In the case of my puffed-up hand I’d gone to work and shown my hand to my colleagues who expressed a lot of concern for me and shared stories about allergic reactions and infections that had almost killed loved ones—they had me pretty scared—and so I went to the family physician to have it checked-out. He usually jokes around with me, but this time he did not joke. He said that it looked like I had either a serious infection or a serious reaction of some kind and wanted to take blood samples and put me on medications. I told him I didn’t want to take any drugs until I knew for sure what was going on, but I agreed to let them take blood samples. Then I went home and called a CS practitioner. What the practitioner did for me was—well, I remember just feeling this confidence coming from her. I remember laughing with her. The next morning my hand was even more puffed-up, but I wasn’t scared anymore. I knew I was healed even before my hand looked normal. And by the second morning after I’d called the practitioner it had deflated and I was fine.
I called the doctor’s office to get the results of the blood test, and the receptionist told me the blood test indicated markers for rheumatoid arthritis and they wanted me to get in touch with a rheumatoid specialist. I told her I was completely fine. She was shocked. She brought a nurse to the phone. I told the nurse I was fine, and she sort of paused—I could tell she was surprised—and told me that she guessed I didn’t have to do anything more right then, but to let them know if the condition returned—which it hasn’t.
When I was being wheeled to the OR for a C-section, I asked my mom to call a CS practitioner for support—my mom said the practitioner told her, with conviction, “God loves that baby!” The doctors hooked me up to a machine to monitor the baby.

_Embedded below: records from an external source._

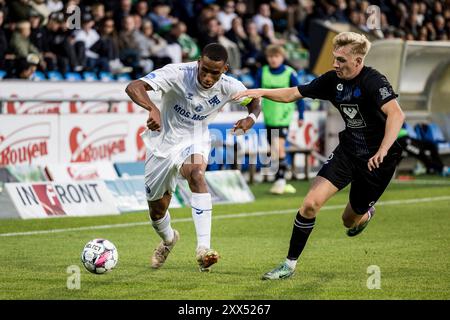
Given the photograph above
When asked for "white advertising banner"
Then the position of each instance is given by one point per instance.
(26, 140)
(109, 137)
(65, 90)
(81, 171)
(51, 199)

I could feel the love in the room—the love from the medical staff—and I had this sense that everything was moving in harmony with Love. Just before they were going to slice me open, the doctors got these surprised looks on their faces, and then they started yelling, “Push! Push!” And the baby was born naturally. Later, when I asked my midwife why I’d been able to have my son naturally, she said, “We don’t know.”
CSists don’t consider healings to be miracles, by the way. CSists see healings as natural and normal and to be expected—the natural outcome of a change of thought.
tokolosi says:
“CSists don’t consider healings to be miracles, by the way. CSists see healings as natural and normal and to be expected—the natural outcome of a change of thought.”
Excellent! (So is the rest.) Mirrors my own thoughts. (Though not associated with any formal/structured philosophy, i.e., “tokolosi 101.”)
Karen Wingoof says:
Ohmygosh, I’m so glad to hear that, tokolosi! I was really nervous about that post. To be honest, I was sorely tempted to just ignore your questions because I suspect that when I talk about this stuff I usually just end up looking like more of a nut than people already know I am. Thanks for asking, and thanks for being so gracious about the answer. 🙂
tokolosi says:
To me, the healings you describe are “miraculous” but not *miracles*. Way-cool s*** happens because we are human, and can happen for sometimes uncanny inexplicable reasons many times associated with focused intention. But nothing “supernatural” is necessary—it’s just part of the *Human* Experience. (Not-very-well articulated tokolosi 101.)
Aardwizzz says:
Well done, tokolosi, well done. Instead of trying to fit Karen’s experience into your worldview, you attempt to fit your experiences into her worldview. And she had done the same for you as she was relating her tale: telling it without expecting anyone to share the belief that goes behind it. I think that’s called “communication,” but I’m not sure, as I see so little of it these days.